SQL : Behaviour of NULL in NOT IN / NOT EXISTS

The IN and EXISTS are logically the same. The IN clause compares values returned by the subquery and filters out rows in the outer query; the EXISTS clause compares values and filters out rows inside the subquery. In the case of NULL values, the resulting set of rows is the same.

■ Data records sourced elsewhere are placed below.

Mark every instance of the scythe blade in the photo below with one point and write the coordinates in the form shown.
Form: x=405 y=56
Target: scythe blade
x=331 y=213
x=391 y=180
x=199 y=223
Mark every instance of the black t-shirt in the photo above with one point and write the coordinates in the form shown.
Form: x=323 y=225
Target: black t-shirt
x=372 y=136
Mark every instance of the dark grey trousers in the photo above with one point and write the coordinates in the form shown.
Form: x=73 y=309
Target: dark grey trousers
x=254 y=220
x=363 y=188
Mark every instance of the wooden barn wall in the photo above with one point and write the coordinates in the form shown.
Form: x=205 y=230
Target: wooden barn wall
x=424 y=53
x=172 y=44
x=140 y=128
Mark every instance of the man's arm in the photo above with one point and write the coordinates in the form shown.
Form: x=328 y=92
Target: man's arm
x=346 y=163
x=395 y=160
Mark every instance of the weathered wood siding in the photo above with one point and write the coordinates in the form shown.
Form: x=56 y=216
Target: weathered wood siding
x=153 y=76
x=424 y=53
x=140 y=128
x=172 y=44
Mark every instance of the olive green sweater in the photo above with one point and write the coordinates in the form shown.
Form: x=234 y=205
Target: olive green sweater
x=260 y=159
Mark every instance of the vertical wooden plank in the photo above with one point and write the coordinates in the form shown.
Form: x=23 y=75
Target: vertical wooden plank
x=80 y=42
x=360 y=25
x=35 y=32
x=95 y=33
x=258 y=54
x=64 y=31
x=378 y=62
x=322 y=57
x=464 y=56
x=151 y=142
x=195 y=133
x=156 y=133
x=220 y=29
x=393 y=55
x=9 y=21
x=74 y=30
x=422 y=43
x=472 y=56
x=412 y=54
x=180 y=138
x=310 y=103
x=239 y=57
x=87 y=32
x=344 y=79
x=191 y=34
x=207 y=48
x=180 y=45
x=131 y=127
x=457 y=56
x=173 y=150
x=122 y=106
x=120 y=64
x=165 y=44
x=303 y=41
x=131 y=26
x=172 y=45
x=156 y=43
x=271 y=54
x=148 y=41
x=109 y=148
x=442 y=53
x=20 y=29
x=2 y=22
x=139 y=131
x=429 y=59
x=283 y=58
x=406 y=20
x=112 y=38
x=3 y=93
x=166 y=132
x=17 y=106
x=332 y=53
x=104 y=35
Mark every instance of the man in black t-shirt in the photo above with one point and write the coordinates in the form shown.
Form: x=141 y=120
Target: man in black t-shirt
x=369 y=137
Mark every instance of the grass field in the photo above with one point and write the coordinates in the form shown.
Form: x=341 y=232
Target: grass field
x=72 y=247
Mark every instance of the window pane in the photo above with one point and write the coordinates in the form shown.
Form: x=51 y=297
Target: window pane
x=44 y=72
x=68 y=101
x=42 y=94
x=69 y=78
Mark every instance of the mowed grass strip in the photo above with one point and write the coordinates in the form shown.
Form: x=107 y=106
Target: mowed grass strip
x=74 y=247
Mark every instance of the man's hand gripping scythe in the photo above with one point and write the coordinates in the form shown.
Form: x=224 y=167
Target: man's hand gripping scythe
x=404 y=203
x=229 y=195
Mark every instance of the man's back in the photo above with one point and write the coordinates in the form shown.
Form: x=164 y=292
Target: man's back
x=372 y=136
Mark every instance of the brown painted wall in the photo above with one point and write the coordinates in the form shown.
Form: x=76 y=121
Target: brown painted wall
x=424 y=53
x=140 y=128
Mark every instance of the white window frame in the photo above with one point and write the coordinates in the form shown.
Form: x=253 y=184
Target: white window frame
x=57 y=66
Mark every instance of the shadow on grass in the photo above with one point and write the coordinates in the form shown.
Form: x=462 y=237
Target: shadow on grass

select ename from emp where empno in (select mgr from emp);
select ename from emp e where exists (select 0 from emp where mgr = e.empno);

But problems arise when the logic is reversed to use NOT IN and NOT EXISTS, which return different sets of rows (the first query returns 0 rows; the second returns the intended data--they aren't the same query):

select ename from emp where empno not in (select mgr from emp);
select ename from emp e where not exists (select 0 from emp where mgr =
e.empno);

You can still use the NOT IN query from before, as long as you prevent NULL from being returned in the results (again, these both work, but I'm assuming empno is not null, which is a good assumption in this case):

select ename from emp where empno not in (select mgr from emp where mgr is not
null);
select ename from emp where empno not in (select nvl(mgr,0) from emp);

By understanding the difference between IN, EXISTS, NOT IN, and NOT EXISTS, you can avoid a very common problem when NULLs appear in the data of a subquery.